A projectile is fired with an initial speed of 36.6 m/s at an angle of 42.2 above the horizontal on a long flat firing range. Determine (a) the maximum height reached by the projectile, (b) the total time in the air, (c) the total horizontal distance covered (that is, the range), and (d) the speed of the projectile 1.50 s after firing
Answers
Answer
(a) 30.84m
(b) 5.01s
(c) 136m
(d) 47.7m/s
Explanation
we are given
initial speed, u = 36.6m/s
angle Ф = 42.2°
acceleration of gravity = 9.8m/s²
(a) maximum height = u²sin²Ф/ 2g
= 36.6²sin²(42.2) / 2(9.8)
= 30.84m
(b) total time in air = 2u*sin(Ф)/g
= 2 (36.6)sin(42.2)/9.8
= 5.01s
(c) total horizontal distance covered = u²sin(2Ф)/g
= (36.6)²sin(2*42.2)/9.8
= 136m
(d) the speed of projectile after 1.50s after firing:
To solve this we will split the initial velocity into 2 directions, x and y.
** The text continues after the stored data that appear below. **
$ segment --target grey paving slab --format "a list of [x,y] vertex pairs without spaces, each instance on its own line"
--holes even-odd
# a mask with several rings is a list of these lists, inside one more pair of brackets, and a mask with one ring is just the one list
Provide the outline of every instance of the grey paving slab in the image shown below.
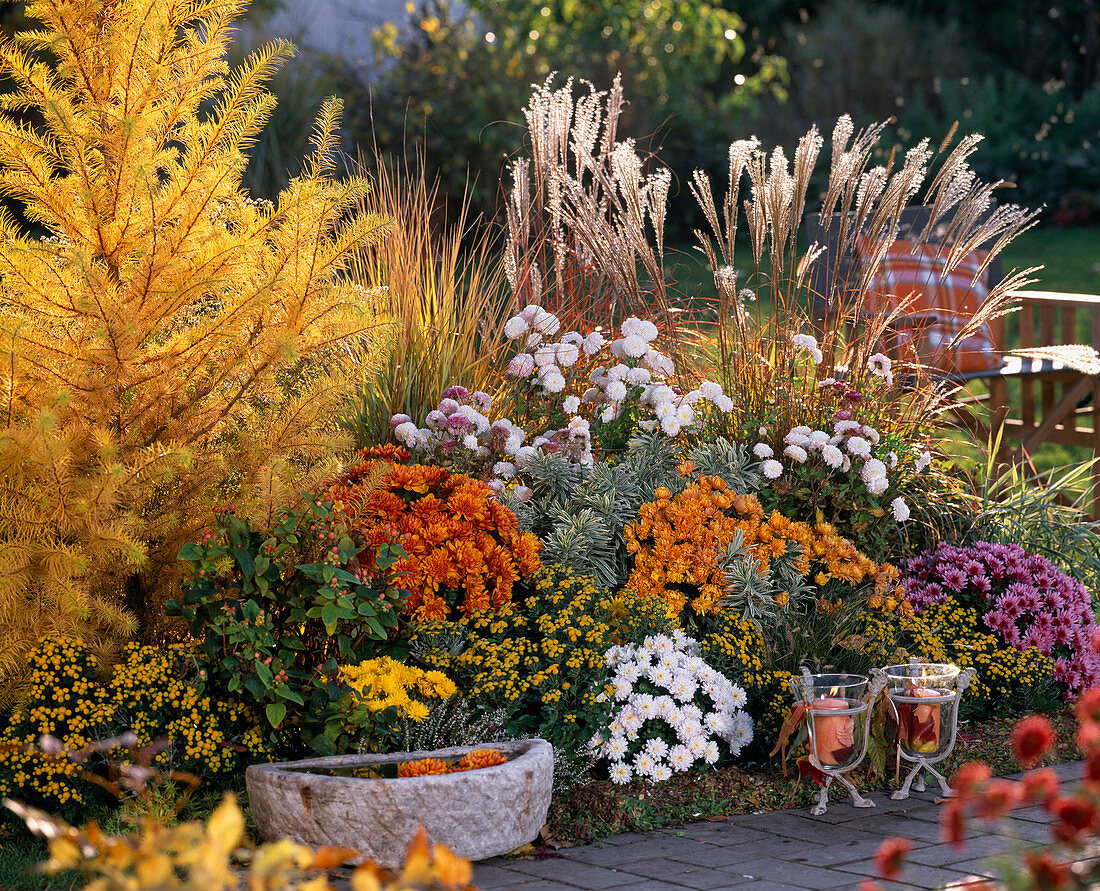
[[512,860],[509,861],[508,868],[519,873],[559,882],[566,887],[586,888],[588,891],[621,888],[634,881],[634,877],[629,873],[603,866],[593,866],[579,860],[568,860],[564,857],[547,860]]
[[[857,876],[873,876],[874,867],[866,864],[862,869],[857,867],[838,866],[838,870],[850,869]],[[924,863],[906,863],[901,873],[902,880],[908,885],[916,885],[918,888],[942,888],[952,883],[966,883],[968,880],[982,878],[966,870],[958,870],[945,866],[928,866]],[[856,882],[856,885],[859,883]],[[886,887],[890,887],[887,885]]]
[[713,891],[729,888],[751,881],[739,874],[739,870],[714,868],[682,861],[653,857],[624,864],[622,869],[647,879],[668,882],[683,888],[697,888],[700,891]]
[[982,835],[968,839],[963,848],[950,844],[930,845],[914,850],[909,860],[914,863],[927,863],[933,866],[951,866],[970,862],[982,857],[1004,854],[1015,847],[1012,839],[1003,835]]
[[850,873],[771,857],[739,863],[730,872],[745,878],[784,882],[796,888],[841,888],[852,884]]
[[[1059,775],[1073,779],[1079,770],[1063,766]],[[875,808],[830,802],[823,817],[799,809],[626,833],[543,860],[478,864],[474,883],[485,891],[856,891],[861,879],[874,877],[882,841],[903,836],[913,844],[903,881],[882,887],[965,889],[989,873],[990,857],[1049,838],[1050,815],[1029,807],[998,823],[971,824],[965,847],[944,844],[934,798],[925,793],[896,802],[876,795]]]

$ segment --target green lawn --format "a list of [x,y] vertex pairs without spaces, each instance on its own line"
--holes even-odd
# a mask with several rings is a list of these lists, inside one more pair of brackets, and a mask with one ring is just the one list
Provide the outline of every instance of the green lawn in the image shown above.
[[1032,229],[1002,257],[1006,269],[1043,266],[1035,290],[1100,294],[1100,229]]

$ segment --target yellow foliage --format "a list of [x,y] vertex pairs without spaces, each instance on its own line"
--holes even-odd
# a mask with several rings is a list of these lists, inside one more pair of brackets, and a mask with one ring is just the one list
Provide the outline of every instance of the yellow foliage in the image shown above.
[[[138,832],[121,837],[106,835],[94,822],[75,829],[33,808],[9,806],[50,839],[44,871],[78,870],[91,878],[88,891],[237,891],[245,886],[250,891],[333,891],[326,870],[358,857],[348,848],[312,851],[289,839],[251,847],[244,838],[244,815],[232,796],[226,796],[205,826],[192,822],[169,828],[146,819]],[[352,873],[351,887],[476,891],[472,876],[469,860],[430,844],[421,829],[399,873],[368,861]]]
[[130,634],[124,589],[161,631],[211,506],[262,520],[345,444],[337,358],[374,318],[347,272],[383,221],[334,178],[335,100],[274,206],[242,192],[289,54],[229,70],[245,5],[37,0],[0,45],[0,192],[45,233],[0,213],[0,693],[44,632]]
Start with finding 'u' in y direction by using the following equation:
u(y) = u*sin(Ф)
= 24.6m/s
now use this equation:
v(y)=u(y)+a*t where v in the final speed
= 24.6 + 9.8(1.50)
= 39.3 m
Ignoring air resistance, assume the velocity in the x direction is constant so it remains Vix which can be solved using:
u(x)=u*cos(Ф)
= 36.6cos(42.2)
= 27.11 m/s
and
v(x)=u(x)
Now, solve for V (final velocity) using:
V= √(vx²)+(vy²)
= √39.3² +27.11²
= 47.7m/s
Answer:
What he said but D = 28.9 m/s ...
Explanation:
... make sure to use a negative acceleration (-9.8m/s^2) as opposed to a positive because gravity is a downward force therefore in this problem it is negative.